You’re right not to trust a film critic who calls a move stunning. But let me say this about Human Flow, the epic new documentary surveying the scope of the global refugee crisis, from Chinese artist/activist Ai Weiwei: It stunned me, in the truest sense of the word. Again and again, over its 140 minutes, Human Flow overwhelms with its visions of populations in flight — trekking down mountain roads with their possessions strapped to their backs; packed into open-air boats to cross the Mediterranean — and then those populations stuck and stymied at borders, camping in ditches, sleeping under bridges, set up at expansive refugee camps in Germany and Kenya that seem to stretch on forever but, of course, are never enough.
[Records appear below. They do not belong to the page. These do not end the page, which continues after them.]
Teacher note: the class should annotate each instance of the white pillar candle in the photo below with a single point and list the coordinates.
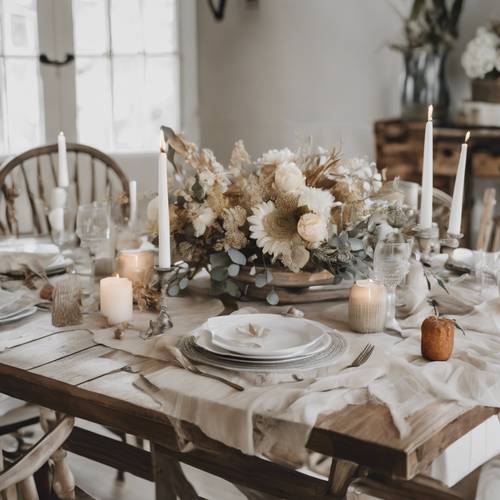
(425, 220)
(163, 215)
(62, 170)
(367, 306)
(455, 222)
(116, 299)
(132, 194)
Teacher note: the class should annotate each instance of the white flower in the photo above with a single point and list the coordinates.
(152, 210)
(317, 200)
(288, 177)
(288, 247)
(312, 228)
(203, 218)
(482, 54)
(276, 157)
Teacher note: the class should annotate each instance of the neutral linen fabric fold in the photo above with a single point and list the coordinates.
(258, 419)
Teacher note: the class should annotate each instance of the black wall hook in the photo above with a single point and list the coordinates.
(44, 59)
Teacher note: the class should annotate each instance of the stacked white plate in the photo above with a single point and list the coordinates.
(262, 342)
(15, 306)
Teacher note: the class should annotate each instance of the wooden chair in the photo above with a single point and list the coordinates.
(18, 477)
(26, 183)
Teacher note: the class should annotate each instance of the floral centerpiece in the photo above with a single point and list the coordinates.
(300, 211)
(481, 61)
(429, 33)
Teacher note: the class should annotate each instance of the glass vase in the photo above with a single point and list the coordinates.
(424, 82)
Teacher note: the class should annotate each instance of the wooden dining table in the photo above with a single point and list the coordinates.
(68, 372)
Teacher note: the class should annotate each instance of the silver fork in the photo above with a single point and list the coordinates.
(362, 357)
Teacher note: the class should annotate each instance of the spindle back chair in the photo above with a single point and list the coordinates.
(26, 183)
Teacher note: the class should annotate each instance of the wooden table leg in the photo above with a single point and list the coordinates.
(170, 481)
(342, 473)
(63, 480)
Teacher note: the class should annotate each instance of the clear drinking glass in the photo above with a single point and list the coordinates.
(391, 263)
(93, 227)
Ai’s technique here is to emphasize scale over specifics: More than 200 crew members shot this footage in more than 20 countries, often utilizing drones to capture the breadth of this mass migration. The first thing we see is the sea, from above, miles of rolling blue, and then a ship crammed with refugees scudding across it; soon, in the Middle East and Greece and Africa, we see seas of people, individuals fleeing war and famine and terror, the flood of them crashing against border walls. We see this in country after country, at camp after camp, a new mass migration that most world governments refuse to respond to. In this respect, Human Flow stuns: It reveals the full breadth of a catastrophe that we might usually think of piecemeal.

Ai’s techniques establish a continuity of experience among divergent populations — Syrians, Kenyans, Kurds, Palestinians, the Rohingya, the 2 million refugees in Lebanon or the 3 million in Pakistan. We see the artist and director wandering the camps, chatting with survivors with his camera crew, often eliciting from a laugh from the people he meets. (One young woman in Gaza cradles a copy of Andy Warhol/Ai Weiwei, a weighty tome I hope she doesn’t have to lug across the world.) We meet no refugees at length and hear only scraps of their individual stories. Brief interviews with experts and aid workers make the point that refugee life strips people of much of what makes them themselves: nation, work, freedom, prospects. Perhaps it’s to that end that Human Flow, too, forgoes the familiar technique of tracking the journey of a handful of sympathetic figures. Ai’s vision is more expansive. He’s insisting that, rather than worry about the couple of refugees that filmmakers or journalists have introduced us to, we carry the moral burden to push for a solution for all 65 million of them (and the millions more to come, displaced by climate change). The film, sometimes curiously beautiful, is above all else a challenge. Once you’ve seen the tent cities, the families living in filth, the children languishing bored and unschooled in the wasteland between borders, how can you argue that fear or nationalism trump the human right to be?